Sozialgericht MainzUrteil vom 07.09.2018 – S 15 AL 101/14 –

Leitsatz:

  • Bei sittenwidrig niedrigem Arbeitslohn ist Höhe des Insolvenzgeldes auf Grundlage des üblicherweise gezahlten Tariflohns zu bemessen

Die Berechnung des Insolvenzgeldes beinhaltet konkret die letzten drei Monate des Arbeits­verhältnisses vor dem Insolvenzereignis. Hierbei wird das fehlende Arbeitsentgelt durch die Bundesagentur für Arbeit gezahlt und zwar grundsätzlich in Höhe des seitens des Arbeitsgebers geschuldeten Netto­arbeits­entgelts.
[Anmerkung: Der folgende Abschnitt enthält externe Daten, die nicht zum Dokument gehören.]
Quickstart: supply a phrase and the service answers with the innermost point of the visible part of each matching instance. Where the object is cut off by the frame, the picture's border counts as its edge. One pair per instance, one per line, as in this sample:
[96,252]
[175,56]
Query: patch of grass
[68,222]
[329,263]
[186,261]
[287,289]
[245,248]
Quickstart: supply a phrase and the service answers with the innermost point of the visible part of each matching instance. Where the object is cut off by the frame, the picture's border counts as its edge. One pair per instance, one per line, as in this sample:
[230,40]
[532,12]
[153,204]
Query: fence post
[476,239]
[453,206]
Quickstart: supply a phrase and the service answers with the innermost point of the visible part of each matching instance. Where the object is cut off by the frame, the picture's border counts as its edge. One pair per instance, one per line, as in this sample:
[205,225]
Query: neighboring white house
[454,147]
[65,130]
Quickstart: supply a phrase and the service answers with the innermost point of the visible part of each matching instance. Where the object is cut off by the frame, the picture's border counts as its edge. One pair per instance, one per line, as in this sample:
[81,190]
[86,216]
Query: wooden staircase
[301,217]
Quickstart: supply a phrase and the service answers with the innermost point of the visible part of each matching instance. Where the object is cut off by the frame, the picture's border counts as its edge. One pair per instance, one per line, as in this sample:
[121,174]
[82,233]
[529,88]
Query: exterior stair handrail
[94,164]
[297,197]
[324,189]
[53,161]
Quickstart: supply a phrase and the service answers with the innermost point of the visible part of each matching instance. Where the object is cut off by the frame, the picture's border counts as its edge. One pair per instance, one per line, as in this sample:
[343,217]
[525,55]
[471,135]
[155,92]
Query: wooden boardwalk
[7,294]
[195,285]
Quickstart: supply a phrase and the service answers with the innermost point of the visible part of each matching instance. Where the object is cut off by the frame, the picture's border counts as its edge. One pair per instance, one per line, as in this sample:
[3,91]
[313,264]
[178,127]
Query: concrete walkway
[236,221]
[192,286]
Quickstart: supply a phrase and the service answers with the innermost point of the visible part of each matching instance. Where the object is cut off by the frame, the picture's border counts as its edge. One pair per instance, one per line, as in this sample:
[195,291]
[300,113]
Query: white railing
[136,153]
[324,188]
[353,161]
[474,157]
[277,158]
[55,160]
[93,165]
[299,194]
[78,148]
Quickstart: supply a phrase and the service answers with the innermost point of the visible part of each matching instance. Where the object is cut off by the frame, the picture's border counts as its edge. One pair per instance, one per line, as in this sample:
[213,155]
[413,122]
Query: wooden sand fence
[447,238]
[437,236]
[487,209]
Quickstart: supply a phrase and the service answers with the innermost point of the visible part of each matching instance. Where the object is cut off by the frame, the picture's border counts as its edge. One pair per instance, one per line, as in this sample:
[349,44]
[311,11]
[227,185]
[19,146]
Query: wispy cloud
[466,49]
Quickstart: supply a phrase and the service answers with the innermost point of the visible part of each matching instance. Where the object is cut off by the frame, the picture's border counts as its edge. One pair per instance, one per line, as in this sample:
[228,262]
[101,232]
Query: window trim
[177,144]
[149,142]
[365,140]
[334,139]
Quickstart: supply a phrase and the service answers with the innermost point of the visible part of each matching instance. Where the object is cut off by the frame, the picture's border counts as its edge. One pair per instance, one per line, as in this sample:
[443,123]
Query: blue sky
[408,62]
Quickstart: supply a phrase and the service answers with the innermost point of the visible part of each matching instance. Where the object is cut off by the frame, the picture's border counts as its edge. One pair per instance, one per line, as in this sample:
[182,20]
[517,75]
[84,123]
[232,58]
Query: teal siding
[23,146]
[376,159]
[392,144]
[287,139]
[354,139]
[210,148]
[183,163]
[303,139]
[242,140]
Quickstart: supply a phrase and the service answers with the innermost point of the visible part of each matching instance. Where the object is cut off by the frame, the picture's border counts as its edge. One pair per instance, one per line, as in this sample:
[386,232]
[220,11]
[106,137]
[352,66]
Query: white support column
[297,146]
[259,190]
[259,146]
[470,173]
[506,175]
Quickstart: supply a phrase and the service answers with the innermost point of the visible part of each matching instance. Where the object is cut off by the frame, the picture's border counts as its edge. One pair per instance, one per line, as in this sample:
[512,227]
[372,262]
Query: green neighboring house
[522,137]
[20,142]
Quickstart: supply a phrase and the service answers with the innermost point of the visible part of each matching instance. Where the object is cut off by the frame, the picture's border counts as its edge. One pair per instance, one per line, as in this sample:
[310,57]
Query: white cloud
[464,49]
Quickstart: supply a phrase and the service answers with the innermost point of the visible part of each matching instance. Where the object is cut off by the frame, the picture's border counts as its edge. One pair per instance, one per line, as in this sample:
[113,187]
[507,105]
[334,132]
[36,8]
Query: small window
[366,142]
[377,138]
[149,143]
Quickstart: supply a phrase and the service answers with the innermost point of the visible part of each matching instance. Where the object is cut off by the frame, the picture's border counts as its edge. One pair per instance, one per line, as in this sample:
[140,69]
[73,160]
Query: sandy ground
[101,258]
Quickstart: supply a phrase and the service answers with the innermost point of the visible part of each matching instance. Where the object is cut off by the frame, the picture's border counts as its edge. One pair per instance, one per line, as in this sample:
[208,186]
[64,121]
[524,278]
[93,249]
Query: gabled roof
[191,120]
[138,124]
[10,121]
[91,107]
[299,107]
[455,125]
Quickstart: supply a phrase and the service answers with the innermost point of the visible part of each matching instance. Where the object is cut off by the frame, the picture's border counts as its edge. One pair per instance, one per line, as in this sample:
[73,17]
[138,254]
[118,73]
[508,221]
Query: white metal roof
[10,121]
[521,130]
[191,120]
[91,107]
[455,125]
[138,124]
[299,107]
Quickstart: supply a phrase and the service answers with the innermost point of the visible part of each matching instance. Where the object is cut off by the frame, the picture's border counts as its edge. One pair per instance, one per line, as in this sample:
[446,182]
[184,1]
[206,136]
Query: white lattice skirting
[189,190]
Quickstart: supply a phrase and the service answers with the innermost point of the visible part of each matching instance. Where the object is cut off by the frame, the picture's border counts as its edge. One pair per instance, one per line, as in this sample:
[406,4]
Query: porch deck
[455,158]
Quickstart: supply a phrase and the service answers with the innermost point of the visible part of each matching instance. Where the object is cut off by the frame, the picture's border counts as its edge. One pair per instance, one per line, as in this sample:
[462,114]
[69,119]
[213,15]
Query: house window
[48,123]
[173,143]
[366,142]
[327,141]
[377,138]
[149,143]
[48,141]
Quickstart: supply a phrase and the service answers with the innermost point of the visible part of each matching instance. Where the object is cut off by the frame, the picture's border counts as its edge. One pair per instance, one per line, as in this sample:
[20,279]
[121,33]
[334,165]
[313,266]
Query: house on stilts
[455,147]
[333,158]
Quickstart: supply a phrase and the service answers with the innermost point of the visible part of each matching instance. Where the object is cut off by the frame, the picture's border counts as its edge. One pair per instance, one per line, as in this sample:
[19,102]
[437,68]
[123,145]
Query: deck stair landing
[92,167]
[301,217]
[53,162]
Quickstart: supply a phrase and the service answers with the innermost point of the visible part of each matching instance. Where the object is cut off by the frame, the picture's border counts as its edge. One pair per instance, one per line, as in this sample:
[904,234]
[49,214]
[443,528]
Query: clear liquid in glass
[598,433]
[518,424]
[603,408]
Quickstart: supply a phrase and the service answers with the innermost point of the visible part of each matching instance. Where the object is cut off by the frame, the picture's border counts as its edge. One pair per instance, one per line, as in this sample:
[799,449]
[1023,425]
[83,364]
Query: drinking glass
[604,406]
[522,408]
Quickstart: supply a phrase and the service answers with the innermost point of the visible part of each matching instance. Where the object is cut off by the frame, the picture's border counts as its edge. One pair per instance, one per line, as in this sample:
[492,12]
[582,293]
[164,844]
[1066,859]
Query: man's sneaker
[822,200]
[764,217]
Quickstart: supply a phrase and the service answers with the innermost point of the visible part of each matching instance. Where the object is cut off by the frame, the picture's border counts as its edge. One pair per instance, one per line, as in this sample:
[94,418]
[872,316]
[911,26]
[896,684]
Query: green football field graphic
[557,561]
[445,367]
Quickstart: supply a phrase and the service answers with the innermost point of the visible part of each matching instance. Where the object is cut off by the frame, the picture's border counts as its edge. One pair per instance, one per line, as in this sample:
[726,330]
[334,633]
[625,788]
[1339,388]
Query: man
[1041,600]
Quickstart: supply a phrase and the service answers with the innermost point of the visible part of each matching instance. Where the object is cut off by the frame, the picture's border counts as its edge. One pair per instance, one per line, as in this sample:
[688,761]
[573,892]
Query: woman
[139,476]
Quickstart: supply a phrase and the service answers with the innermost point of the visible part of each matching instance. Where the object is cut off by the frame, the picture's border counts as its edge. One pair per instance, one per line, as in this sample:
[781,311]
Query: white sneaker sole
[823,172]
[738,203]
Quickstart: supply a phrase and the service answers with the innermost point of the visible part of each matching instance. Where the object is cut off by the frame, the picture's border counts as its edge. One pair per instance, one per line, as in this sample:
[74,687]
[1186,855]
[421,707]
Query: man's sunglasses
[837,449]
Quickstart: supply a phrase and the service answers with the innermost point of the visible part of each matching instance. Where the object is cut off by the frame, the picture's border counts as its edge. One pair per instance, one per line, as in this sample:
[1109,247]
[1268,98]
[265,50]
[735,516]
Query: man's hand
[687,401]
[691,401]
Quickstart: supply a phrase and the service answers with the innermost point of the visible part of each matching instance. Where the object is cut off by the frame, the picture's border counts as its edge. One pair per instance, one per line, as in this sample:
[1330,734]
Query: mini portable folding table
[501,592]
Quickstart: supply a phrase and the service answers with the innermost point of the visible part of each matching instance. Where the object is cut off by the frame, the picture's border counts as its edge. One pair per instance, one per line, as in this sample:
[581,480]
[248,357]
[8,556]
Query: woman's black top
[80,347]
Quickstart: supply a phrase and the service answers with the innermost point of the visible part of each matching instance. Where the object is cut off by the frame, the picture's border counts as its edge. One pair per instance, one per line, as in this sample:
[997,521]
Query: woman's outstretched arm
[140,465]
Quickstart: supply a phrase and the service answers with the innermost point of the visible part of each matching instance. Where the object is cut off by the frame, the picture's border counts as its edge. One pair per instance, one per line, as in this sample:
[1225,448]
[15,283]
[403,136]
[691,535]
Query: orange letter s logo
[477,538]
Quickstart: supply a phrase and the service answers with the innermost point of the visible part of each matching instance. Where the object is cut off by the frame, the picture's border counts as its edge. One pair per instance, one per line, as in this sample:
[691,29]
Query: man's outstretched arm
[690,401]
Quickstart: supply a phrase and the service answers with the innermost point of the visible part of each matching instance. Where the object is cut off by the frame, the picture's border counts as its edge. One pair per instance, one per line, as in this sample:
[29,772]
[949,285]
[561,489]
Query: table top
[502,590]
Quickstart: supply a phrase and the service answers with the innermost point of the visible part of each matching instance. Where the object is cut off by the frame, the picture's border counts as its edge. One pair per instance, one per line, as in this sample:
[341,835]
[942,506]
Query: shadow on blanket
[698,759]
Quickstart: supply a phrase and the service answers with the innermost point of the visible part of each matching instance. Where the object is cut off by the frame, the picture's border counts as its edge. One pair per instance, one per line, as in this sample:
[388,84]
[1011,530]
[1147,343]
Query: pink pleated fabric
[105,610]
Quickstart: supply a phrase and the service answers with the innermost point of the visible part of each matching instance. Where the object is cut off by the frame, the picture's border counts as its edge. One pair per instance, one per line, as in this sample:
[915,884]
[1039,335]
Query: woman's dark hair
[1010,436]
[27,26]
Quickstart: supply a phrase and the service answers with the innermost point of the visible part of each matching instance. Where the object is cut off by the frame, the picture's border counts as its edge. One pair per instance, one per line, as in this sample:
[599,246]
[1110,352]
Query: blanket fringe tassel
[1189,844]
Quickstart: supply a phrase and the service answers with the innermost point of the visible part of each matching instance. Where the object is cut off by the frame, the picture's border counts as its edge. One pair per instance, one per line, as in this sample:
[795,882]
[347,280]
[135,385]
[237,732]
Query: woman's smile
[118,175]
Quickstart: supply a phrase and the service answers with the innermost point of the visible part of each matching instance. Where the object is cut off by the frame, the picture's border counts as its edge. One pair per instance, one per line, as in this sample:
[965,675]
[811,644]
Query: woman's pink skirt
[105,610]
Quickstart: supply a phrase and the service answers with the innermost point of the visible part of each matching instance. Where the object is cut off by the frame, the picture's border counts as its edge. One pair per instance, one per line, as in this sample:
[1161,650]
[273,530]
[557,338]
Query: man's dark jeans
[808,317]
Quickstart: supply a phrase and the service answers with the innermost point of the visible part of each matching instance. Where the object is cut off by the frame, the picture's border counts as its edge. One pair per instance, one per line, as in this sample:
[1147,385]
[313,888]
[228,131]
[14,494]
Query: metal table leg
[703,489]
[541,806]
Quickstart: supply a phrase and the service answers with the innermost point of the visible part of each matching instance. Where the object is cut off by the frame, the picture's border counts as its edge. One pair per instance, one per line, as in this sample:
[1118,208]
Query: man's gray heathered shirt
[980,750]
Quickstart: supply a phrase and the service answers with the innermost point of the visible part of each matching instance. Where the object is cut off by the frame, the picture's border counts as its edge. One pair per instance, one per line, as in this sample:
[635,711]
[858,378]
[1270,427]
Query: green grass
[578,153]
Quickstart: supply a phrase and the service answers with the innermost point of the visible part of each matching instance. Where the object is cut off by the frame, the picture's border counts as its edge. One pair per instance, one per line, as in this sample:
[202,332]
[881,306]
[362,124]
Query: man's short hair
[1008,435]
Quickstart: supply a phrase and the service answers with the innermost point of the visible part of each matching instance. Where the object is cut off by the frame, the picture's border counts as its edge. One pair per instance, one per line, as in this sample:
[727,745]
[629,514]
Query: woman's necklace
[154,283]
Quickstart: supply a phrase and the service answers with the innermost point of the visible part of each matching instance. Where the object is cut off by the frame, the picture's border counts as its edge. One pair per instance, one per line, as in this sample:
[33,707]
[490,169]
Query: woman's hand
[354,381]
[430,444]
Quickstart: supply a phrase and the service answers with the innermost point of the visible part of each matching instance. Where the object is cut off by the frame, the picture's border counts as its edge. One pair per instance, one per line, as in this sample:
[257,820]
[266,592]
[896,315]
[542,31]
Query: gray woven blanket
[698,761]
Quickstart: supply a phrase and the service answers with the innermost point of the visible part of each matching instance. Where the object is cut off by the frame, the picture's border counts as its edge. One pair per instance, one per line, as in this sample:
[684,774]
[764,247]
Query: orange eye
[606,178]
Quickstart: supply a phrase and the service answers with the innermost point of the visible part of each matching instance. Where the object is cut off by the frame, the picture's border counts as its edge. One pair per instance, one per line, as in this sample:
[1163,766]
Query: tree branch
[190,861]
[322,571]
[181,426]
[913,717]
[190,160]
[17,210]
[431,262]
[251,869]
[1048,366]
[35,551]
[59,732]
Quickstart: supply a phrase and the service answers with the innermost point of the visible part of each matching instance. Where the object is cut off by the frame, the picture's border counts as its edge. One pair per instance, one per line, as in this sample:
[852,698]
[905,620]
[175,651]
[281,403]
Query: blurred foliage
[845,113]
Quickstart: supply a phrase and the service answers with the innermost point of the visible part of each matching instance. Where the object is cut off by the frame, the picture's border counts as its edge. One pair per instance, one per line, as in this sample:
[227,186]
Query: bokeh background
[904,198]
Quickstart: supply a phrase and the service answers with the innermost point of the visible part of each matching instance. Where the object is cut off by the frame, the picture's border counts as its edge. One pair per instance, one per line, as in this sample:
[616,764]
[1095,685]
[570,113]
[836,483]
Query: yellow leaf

Das Sozialgericht Mainz hatte nun kürzlich zu entscheiden, wie hoch der Insolvenz­geld­anspruch eines Arbeitsnehmers ist, der zuvor ein sittenwidrig niedriges Arbeitsentgelt erhalten hatte.

Die Richter fassen zusammen:

  • die Höhe des Insolvenzgeldes ist nicht auf Grundlage vertraglicher Vergütungsabrede sondern nach üblicherweise gezahltem Tariflohn zu bemessen

Nach der Rechtsprechung des Bundesarbeitsgerichts bestehe ein auffälliges Missverhältnis zwischen Lohn und Arbeit, wenn die Arbeitsvergütung nicht einmal 2/3 eines in der betreffenden Branche und Wirtschaftsregion üblicherweise gezahlten Tariflohns erreicht.